Rıfat Nalbantoğlu şu yazılı açıklamayı yaptı:
"Ülkemizde yaşanan ekonomik kriz, enflasyon ve hayat pahalılığının faturasının halkın büyük bir kesimini oluşturan çalışanlara ve emeklilere kesildiğini ve bu nedenle en temel ihtiyaçların bile karşılanamaz hale geldiğini vurgulayan Nalbantoğlu, enflasyondaki artışa rağmen maaşlara aynı oranda zam yapılmaması nedeniyle emeklilerin büyük çoğunluğunun açlık sınırını altında yaşama tutunmaya çalıştıklarını belirtti.
Hükümetin düşündüğü ve dillendirdiği rakamlar ikramiye değil olsa olsa harçlıktır.
Emeklilere yönelik bayram ikramiyelerinin artan hayat pahalılığı karşısında ikramiye olmaktan çıkıp komik rakamlara ve harçlığa dönüştüğüne dikkat çeken Nalbantoğlu, TBMM Başkanlığına sunduğu kanun teklifinin gerekçesinde şu ifadelere yer verdi:
“Anayasamızda yer alan sosyal hukuk devletinin öncelikli görevi, emekli ve yaşlıları korumak ve insan onuruna uygun bir yaşam standardı sağlayacak bir gelir sağlamaktır. Oysa DİSK – AR’ın yaptığı çalışmaya göre ülkemizde ortalama emekli aylığı merkez Avrupa ülkelerinin 6’da biri kadardır. Yine aynı araştırmaya göre:
?2002 yılında Türkiye’de ortalama emekli ve hak sahibi aylık ve geliri asgari ücretin yüzde 22 fazlası iken 2023’te yüzde 26 altına düşmüştür.
?2002’de ortalama emekli aylığının kişi başına GSYH’ye oranı yüzde 46,4 iken 2024’te yüzde 27,7’ye gerilemiştir.
?2007-2023 arasında SGK’ye yapılan bütçe transferlerinin içinde emeklilerin payı 2,9 puan gerilemiştir.

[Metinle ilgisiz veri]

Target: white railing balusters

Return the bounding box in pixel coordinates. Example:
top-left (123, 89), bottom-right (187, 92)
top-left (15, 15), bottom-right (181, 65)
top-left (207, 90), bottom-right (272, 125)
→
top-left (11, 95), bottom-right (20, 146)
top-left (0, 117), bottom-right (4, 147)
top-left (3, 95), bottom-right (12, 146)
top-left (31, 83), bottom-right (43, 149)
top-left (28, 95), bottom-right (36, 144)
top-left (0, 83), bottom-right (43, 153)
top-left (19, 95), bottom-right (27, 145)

Öte yandan TÜRK – İŞ’in açlık ve yoksulluk sınırı araştırmasına göre Ocak 2025 itibariyle 4 kişilik bir ailenin aylık gıda harcaması tutarı (açlık sınırı) 22.131 TL’ye, gıda harcaması ile giyim, konut kira, elektrik, su, yakıt, ulaşım, eğitim, sağlık ve benzeri ihtiyaçlar için yapılması zorunlu diğer aylık harcamalarının toplam tutarı ise (yoksulluk sınırı) 72.088 TL’ye yükselmiştir. İzlenilen politikalara bağlı alım gücünün sürekli düşmesinin yanı sıra 2025 yılı için yapılan maaş artışları da göz önüne alındığında emeklilerin büyük çoğunluğunun açlık sınırının altında yaşamaya mahkûm edildiği görülmektedir. Bu çerçevede yukarıda sayılan kayıpların bir nebze de olsa telafisi için, 2018 yılından itibaren ödenmeye başlanan bayram ikramiyelerinin öncelikle ekonomik koşullara ve günün şartlarına göre güncellenerek bu yıl en az 20 bin TL olarak ödenmesi, gelecek yıldan itibaren ödenecek tutarların her yıl bir düzenleme yapmaya gerek kalmadan yeniden değerleme oranında arttırılarak belirlenmesi ve böylelikle ikramiyenin takdire bağlı olmaktan çıkarılması bir ihtiyaç haline gelmiştir.”